Matthew 5.13-16
“Jesus Christ [not the Bible] is the one Word of God whom we have to hear, and whom we have to trust and obey in life and in death…Jesus Christ is God’s vigorous announcement of God’s claim upon our whole life.”
Those lines constitute the opening salvo of the Barmen Declaration, the Confession of Faith written by the pastor and theologian Karl Barth in 1934 on behalf of the dwindling minority of Christians in Germany who publicly repudiated the Third Reich. Barth wrote the whole document while his colleagues slept off their lunchtime booze. “We reject the false doctrine,” Barth wrote, “that there could be areas of our life in which we do not belong to Jesus Christ but to other lords…With both its faith and its obedience, the Church must testify that it belongs to and obeys Christ alone.”
One of the teachers from whom I learned Barth’s theology is Dr. George Hunsinger. Professor Hunsinger has a thick, white beard and usually wore reading glasses perched precariously at the end of his nose. Often his wife would sit at the back of the classroom and signal to him when it was time to wrap up so prone was he to lecture on and on, oblivious to the time.
I remember we were discussing Barth’s Barmen Declaration in class one morning, and Dr. Hunsinger, uncharacteristically, broke from his lecture and took off his reading glasses. His jovial countenance turned serious, and he said, seemingly at random though not random at all, “just outside the Dachau concentration camp in Bavaria, immediately outside the walls of the concentration camp, there was and still is a Christian church.”
It was an 8:00 class but suddenly no one was fighting off a yawn.

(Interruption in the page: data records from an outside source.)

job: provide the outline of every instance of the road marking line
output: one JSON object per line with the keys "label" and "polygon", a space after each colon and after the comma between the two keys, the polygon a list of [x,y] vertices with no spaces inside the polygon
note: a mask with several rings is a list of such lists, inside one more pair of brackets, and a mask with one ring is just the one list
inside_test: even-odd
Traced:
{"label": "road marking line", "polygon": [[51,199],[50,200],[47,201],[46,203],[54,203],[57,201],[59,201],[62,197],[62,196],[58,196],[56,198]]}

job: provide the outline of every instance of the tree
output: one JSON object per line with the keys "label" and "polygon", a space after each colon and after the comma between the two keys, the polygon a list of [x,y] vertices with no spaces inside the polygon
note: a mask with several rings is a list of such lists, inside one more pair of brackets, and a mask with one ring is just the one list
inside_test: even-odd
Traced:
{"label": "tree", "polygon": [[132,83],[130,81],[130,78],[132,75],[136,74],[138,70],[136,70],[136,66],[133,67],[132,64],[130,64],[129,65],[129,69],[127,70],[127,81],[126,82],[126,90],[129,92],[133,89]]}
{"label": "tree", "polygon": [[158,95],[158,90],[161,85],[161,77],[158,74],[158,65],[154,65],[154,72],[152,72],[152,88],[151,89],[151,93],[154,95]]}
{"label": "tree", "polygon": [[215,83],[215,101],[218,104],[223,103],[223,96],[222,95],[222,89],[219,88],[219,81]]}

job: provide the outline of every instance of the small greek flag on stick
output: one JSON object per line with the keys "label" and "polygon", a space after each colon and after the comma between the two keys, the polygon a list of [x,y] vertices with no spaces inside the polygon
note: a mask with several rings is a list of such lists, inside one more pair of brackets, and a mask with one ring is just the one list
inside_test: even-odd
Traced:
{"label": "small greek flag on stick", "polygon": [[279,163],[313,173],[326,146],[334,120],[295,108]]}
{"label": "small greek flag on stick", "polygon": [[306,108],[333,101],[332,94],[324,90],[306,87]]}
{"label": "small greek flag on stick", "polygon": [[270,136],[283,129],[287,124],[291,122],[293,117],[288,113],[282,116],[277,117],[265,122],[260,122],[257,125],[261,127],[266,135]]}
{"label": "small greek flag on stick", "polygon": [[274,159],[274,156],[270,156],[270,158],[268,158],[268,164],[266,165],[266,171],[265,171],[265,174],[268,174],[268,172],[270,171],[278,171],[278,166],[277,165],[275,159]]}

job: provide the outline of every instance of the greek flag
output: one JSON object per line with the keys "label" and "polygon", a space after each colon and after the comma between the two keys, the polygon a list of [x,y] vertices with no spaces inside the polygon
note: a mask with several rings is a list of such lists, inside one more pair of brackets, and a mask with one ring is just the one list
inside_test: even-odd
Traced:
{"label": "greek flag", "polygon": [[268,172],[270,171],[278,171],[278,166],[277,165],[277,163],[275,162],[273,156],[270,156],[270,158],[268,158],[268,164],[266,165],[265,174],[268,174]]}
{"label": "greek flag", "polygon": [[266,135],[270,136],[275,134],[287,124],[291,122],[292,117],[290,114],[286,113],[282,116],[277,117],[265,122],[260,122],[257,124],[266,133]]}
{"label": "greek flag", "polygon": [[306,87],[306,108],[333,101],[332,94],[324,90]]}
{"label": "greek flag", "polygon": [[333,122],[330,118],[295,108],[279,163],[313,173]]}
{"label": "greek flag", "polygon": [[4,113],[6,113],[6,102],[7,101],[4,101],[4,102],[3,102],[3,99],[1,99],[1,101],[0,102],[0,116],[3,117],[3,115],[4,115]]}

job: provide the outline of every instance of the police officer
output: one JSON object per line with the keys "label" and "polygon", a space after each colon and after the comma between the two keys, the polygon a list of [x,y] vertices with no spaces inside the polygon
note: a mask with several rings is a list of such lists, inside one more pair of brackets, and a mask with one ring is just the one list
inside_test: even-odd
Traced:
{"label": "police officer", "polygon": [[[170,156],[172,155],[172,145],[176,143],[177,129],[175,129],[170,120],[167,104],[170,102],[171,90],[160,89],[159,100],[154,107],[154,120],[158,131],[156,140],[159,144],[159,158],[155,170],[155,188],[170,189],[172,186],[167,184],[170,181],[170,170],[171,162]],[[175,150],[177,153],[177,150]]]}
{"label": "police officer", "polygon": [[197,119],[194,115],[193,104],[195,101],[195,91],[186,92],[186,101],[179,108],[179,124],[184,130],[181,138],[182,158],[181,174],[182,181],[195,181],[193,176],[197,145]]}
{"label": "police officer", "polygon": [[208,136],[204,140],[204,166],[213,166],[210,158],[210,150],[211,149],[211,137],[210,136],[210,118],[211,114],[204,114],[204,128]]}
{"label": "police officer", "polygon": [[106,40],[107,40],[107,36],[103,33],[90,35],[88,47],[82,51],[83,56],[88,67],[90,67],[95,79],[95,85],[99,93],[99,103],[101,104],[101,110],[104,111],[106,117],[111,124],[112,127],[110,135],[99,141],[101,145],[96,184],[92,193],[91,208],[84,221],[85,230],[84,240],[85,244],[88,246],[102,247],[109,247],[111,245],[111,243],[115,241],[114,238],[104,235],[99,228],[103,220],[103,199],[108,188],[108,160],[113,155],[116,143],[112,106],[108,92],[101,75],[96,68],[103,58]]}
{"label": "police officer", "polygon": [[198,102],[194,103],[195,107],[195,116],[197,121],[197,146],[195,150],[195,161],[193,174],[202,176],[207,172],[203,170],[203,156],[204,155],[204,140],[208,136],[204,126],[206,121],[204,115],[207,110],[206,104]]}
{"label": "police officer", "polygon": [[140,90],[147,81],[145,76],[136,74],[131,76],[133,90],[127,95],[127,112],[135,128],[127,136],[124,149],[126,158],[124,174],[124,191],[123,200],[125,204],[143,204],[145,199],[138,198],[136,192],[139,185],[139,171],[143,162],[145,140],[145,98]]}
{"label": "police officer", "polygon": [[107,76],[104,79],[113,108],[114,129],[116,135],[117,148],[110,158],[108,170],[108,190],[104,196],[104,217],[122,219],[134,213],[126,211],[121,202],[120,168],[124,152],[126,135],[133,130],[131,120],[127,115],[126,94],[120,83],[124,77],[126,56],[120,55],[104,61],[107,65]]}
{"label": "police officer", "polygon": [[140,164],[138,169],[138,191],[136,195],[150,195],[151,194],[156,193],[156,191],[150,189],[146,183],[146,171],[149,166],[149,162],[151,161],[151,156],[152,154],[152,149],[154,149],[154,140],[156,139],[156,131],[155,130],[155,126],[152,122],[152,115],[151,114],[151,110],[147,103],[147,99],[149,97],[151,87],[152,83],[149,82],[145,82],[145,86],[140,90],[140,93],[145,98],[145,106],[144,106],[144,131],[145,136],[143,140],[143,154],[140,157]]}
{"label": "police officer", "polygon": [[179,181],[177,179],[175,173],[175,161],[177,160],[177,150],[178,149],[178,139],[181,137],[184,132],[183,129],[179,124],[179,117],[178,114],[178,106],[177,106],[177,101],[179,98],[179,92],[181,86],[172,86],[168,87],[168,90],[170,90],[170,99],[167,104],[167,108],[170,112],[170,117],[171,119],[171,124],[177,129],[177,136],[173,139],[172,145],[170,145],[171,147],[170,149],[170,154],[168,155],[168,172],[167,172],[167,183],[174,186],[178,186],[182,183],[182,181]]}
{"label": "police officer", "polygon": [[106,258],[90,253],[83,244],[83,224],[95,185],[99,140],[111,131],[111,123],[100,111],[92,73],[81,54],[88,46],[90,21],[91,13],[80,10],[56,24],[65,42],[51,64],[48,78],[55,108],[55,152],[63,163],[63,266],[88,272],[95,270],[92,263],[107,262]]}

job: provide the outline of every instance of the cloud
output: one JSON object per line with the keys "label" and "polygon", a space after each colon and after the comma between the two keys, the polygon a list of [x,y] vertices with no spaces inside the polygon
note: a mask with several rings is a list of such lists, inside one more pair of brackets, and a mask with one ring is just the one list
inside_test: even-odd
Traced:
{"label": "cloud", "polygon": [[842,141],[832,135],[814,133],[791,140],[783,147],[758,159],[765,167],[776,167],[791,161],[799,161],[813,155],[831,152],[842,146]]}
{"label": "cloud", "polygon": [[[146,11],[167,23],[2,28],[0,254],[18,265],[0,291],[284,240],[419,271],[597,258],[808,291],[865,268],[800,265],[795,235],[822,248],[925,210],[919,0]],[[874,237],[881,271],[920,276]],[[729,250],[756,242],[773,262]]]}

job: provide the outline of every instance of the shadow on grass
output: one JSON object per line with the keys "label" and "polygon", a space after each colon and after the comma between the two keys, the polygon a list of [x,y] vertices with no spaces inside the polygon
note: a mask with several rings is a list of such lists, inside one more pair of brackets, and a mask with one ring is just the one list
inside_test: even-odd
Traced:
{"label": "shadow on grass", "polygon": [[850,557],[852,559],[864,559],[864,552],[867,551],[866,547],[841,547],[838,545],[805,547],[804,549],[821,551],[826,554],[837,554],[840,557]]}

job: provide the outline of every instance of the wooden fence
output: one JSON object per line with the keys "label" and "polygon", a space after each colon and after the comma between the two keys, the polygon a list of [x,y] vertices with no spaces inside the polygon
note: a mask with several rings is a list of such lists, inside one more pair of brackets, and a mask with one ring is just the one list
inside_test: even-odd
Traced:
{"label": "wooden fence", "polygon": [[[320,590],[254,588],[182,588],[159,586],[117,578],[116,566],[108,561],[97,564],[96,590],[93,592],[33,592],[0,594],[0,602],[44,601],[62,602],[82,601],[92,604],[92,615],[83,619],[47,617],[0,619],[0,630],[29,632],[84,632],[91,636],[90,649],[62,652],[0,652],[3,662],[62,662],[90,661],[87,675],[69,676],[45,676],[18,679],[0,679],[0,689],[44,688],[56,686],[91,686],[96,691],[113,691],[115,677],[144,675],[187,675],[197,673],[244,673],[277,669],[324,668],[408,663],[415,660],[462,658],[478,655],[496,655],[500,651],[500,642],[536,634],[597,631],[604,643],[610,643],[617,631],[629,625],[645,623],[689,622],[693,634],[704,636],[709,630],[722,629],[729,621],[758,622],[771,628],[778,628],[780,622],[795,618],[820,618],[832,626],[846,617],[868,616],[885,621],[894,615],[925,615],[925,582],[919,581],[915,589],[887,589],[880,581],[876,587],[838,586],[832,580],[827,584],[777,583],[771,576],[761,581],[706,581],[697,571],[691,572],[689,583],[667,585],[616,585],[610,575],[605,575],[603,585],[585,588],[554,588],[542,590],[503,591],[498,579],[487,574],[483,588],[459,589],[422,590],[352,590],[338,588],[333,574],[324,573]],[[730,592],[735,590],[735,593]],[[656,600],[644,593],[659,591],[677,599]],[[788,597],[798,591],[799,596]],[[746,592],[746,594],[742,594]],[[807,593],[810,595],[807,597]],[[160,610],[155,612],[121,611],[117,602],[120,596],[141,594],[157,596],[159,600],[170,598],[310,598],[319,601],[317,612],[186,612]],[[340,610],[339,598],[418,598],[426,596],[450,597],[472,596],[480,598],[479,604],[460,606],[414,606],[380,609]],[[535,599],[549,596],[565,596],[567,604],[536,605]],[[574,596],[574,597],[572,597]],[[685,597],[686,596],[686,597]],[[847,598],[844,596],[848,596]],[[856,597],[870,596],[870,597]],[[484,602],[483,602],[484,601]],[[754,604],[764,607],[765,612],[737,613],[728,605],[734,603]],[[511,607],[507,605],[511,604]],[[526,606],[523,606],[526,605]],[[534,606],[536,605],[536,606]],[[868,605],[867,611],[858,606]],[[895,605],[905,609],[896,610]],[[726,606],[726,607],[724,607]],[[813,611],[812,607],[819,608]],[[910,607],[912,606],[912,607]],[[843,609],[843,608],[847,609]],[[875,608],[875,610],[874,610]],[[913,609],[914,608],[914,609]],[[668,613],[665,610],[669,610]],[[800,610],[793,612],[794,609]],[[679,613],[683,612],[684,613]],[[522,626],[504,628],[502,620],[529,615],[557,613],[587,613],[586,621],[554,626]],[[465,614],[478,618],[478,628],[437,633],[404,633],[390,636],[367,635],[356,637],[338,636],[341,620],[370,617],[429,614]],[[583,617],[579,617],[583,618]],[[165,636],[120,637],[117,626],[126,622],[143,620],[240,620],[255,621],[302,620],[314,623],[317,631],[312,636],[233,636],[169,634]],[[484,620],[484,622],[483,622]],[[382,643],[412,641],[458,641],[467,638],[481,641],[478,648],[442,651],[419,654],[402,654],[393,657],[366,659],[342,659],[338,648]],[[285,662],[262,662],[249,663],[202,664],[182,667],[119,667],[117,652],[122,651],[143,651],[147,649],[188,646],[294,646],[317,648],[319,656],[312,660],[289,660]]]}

“Just imagine,” he said, “the prison guards and the commandant at that concentration camp probably went to that church on Sunday mornings and even Wednesday evenings. Every week they walked from gas chambers and gallows, through razor wire, and past cattle cars to the church where they confessed their sins and received the assurance of pardon and prayed to the God of Israel and the God of Jesus Christ, and then they walked out of the church and went back to the camp and killed scores of Jews not thinking it in any way contradicted their calling themselves Christians.”
“How does that work?” someone joked, trying to take the edge off.
“It happens,” he replied, “when you reduce the Gospel to forgiveness and you evict Jesus Christ from every place but the privacy of your heart.”
His righteous anger was like an ember warming inside him.
“Whenever you read Karl Barth,” the professor told us,” think of that church on the edge of the concentration camp. Think of the pews filled with Christians and the ovens filled with innocents and then think about what it means to have been called by Christ our Lord.”
Jesus begins his Sermon on the Mount with metaphors so familiar to us— salt and light— that it’s easy for us to miss the tone of ridicule, contempt even, with which Jesus preaches: “No one after lighting a lamp puts it under the bushel basket…” How many parents have nailed boxes into the walls around their children’s nightlights? Who turns on a floor lamp and then wraps it in a quilt or puts duct tape over the end of a flashlight? Just because “bushel basket” strikes us as a more biblical object, it does not make the image Jesus conjures any less ridiculous.
Unlike Luke’s version of the Sermon on the Plain, Matthew’s account of the Sermon on the Mount does not include Christ’s list of woes: “Woe to you who are rich, for you have received your consolation. Woe to you who are full now, for you will be hungry. Woe to you who are laughing now, for you will mourn and weep. Woe to you when all speak well of you…” Jesus does not issue any such woes in Matthew’s Gospel, yet it was clear to the ancient church fathers that Jesus begins his Sermon on the Mount with this same tone of scorn and derision.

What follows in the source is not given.